"Bulgaria" has been shrouded in a sheet
Part of a work of art that depicts Bulgaria as a toilet has been covered up, following the country's protest.
Entropa, commissioned by the Czech Republic to adorn EU headquarters in Brussels, has caused a sensation, and some embarrassment, across Europe.
The work lampoons stereotypes of the EU's 27 members, showing France on strike, Italy as a football pitch and Romania as a Dracula theme park.
The Bulgarian entry was shrouded by a black sheet on Tuesday.
A Czech government spokeswoman told BBC News that the shroud had been put in place "by the Czech side".
"We proceeded to a technical solution, which we found together in intensive talks with the Bulgarian side over a few days," Michaela Jelinkova said.
The Czech EU presidency apologised last week for any offence caused by the installation, and particularly to Bulgaria, which had lodged a formal protest.
Czech Deputy Prime Minister Alexandr Vondra said the image, showing Bulgaria as a series of squat toilets, would be removed if Sofia insisted.
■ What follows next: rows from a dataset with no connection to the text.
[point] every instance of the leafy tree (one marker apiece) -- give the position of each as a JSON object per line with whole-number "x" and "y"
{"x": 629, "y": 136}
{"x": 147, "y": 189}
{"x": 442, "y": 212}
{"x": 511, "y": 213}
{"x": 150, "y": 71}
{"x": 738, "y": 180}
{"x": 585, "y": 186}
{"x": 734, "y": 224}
David Cerny, the Czech artist behind the work, also apologised, and admitted misleading officials over his intentions with the project.
The Czech Republic thought it had commissioned work from 27 European artists for the Entropa display, which was installed at the weekend to mark the start of its six-month presidency.
But it turned out the work - an eight-tonne mosaic resembling a snap-out plastic modelling kit - was entirely completed by Mr Cerny and two associates.
Mr Cerny said he had "wanted to find out if Europe is able to laugh at itself".
Ms Jelinkova said Mr Cerny had been consulted about the "technical solution".
"He said himself he was ready to find a solution in case a member state felt offended," she said.
The artwork is expected to remain on show in the lobby of the European Council building until July - for the duration of the Czech EU presidency.